A comparison of this report and the preceding one indicate that the outlook for oil shipments from non-OPEC states by 2040 has been revised up by 3.8 million bpd to 66.4 million bpd, while the forecast for supplies from OPEC states has, to the contrary, been reduced by 4.9 million bpd to 44.4 million bpd.
Expectations of renewed output growth in several key producing countries, such as in Norway, significant new projects in Brazil, Guyana, and others assume that supply from other non-OPEC countries is also likely to have a substantial impact in the medium term, the report said.
OPEC highlights that the OPEC+ deal limiting oil production, which has been maintained over the past years, is even more desirable in the face of significant risks and uncertainty regarding the global economy, including threats of trade wars, increased debts, unstable economies in a number of key countries and concerns over Brexit.
Global crude and condensate trade is expected to remain relatively stable in the 2018-2025 period at 38 million bpd, then growing to 42 million bpd by 2040. While the U.S. and Canada are expected to boost their gas and condensate exports in the medium term, on the long term horizon, supplies from the Middle East to Asia will remain the principal trade routes.
Tight oil supplies will rise significantly in the U.S. in the medium term, by 6.7 million bpd, but will then decline. The peak of 17.4 million bpd will be reached in 2029. In the mid-2020s, the U.S. will also attain peak production of liquid hydrocarbons - 22.8 million bpd. By 2040, OPEC expects the U.S.to reduce production from 20.3 million bpd in 2018 to 18.5 bpd in, while shale oil production will rise from 13.8 million bpd to 14.5 million bpd. Last year's forecast envisaged the U.S. reducing production nform 18.4 million bpd to 16.9 million bpd in the period under consideration.
As a whole, non-OPEC countries are expected to supply 72.6 million bpd of oil in 2026, while by 2040, supply will decline to 66.4 million barrels, compared to the earlier forecast, which envisaged non-OPEC supplies by 2040 of 62.6 million bpd.

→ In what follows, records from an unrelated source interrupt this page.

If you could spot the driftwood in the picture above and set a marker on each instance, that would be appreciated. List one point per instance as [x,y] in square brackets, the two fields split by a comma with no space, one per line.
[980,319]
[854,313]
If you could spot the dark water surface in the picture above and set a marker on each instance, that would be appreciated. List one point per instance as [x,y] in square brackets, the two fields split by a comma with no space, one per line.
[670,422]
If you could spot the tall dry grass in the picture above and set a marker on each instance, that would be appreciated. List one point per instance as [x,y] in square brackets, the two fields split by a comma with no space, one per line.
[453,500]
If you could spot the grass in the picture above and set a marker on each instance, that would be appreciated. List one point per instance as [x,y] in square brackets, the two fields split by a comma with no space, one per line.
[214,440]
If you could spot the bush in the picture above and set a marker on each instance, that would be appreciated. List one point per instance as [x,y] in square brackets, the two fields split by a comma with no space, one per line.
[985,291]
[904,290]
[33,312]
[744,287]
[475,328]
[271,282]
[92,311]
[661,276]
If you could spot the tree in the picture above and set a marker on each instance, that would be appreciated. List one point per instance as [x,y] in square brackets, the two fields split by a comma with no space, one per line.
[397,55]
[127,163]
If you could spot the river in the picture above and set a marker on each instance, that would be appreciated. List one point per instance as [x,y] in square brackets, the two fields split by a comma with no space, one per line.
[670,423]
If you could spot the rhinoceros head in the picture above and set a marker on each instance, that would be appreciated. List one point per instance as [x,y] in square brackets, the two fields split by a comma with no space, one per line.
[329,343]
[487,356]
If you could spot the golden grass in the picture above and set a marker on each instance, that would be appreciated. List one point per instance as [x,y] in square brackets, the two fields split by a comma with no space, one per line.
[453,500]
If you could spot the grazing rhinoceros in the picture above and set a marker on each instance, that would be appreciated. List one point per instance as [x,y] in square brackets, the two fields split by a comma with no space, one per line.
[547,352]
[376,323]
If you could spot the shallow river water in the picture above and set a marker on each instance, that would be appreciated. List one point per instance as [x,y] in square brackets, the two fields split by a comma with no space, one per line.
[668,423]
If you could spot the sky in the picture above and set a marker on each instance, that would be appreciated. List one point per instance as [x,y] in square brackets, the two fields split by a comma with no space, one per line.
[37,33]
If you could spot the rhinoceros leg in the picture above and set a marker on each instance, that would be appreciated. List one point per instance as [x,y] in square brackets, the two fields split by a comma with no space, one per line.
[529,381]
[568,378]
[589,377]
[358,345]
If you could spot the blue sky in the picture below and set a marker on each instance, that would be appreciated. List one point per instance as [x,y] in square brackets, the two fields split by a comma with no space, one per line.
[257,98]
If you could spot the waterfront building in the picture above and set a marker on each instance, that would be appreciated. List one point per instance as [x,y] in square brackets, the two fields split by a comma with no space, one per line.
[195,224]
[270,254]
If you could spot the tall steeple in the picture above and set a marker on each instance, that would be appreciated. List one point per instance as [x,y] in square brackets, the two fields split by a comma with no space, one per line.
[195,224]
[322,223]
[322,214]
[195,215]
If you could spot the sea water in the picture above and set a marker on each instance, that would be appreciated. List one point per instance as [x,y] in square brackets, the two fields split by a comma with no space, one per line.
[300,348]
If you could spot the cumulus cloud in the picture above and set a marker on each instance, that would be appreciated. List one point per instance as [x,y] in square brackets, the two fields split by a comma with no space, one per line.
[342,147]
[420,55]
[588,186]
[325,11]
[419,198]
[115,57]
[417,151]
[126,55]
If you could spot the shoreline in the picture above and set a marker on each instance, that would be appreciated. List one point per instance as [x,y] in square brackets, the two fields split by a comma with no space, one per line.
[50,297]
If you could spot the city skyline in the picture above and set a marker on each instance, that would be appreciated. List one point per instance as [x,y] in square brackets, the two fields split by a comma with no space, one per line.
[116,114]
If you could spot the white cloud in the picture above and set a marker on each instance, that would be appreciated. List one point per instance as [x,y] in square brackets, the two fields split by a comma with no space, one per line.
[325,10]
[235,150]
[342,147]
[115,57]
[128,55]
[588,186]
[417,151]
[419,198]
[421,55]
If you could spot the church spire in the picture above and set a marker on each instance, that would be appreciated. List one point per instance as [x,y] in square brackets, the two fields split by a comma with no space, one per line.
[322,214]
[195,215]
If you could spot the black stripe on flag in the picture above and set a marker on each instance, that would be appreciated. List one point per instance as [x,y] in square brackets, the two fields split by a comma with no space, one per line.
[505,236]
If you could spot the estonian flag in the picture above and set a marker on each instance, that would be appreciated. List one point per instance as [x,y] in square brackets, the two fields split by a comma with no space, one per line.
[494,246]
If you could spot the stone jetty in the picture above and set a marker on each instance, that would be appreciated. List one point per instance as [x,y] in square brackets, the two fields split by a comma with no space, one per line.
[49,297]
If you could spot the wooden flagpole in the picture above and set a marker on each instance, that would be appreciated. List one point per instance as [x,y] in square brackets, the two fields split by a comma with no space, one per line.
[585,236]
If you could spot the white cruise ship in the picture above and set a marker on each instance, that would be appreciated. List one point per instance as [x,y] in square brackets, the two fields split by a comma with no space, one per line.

After the mid-2020s, only two non-OPEC nations will be able to significantly ramp up production - Brazil and Kazakhstan, the cartel said in its report.
In the coming five years, Russia could boost liquid hydrocarbon production by a modest 100,000 bpd to 11.5 million bpd in 2024. In particular, a slight growth in tight oil production volume is likely to be offset by slightly reduced production of traditional oil, while gas condensate output will rise by 100,000 bpd.
OPEC expects that few greenfield projects will come online in Russia in this period. New projects starting up, or where ramp-up continues, include Kuyumbinskoye, Tagulskoye and Lodochnoye in Eastern Siberia, and Russkoye, Spilmana, Vinogradov and the Erginskiy cluster of fields in Western Siberia, the latter of which is expected to add 175 tb/d.
A key determinant for longer-term Russian supply will be how upstream and other taxes are applied. The implementation of a new tax, the so-called Excess Profit Tax (EPT), began this year on a trial group of fields with collective output of around 440,00 bpd. A positive evaluation of this new tax might see it progressively extended to more fields, which, in addition to other incentives for remote, expensive or difficult-to-produce fields, could result in higher liquids production than projected in this outlook. The Russian government has spoken about the need to open new frontier areas, including tight oil, offshore production, and Arctic acreage - so far all largely untapped, OPEC analysts said.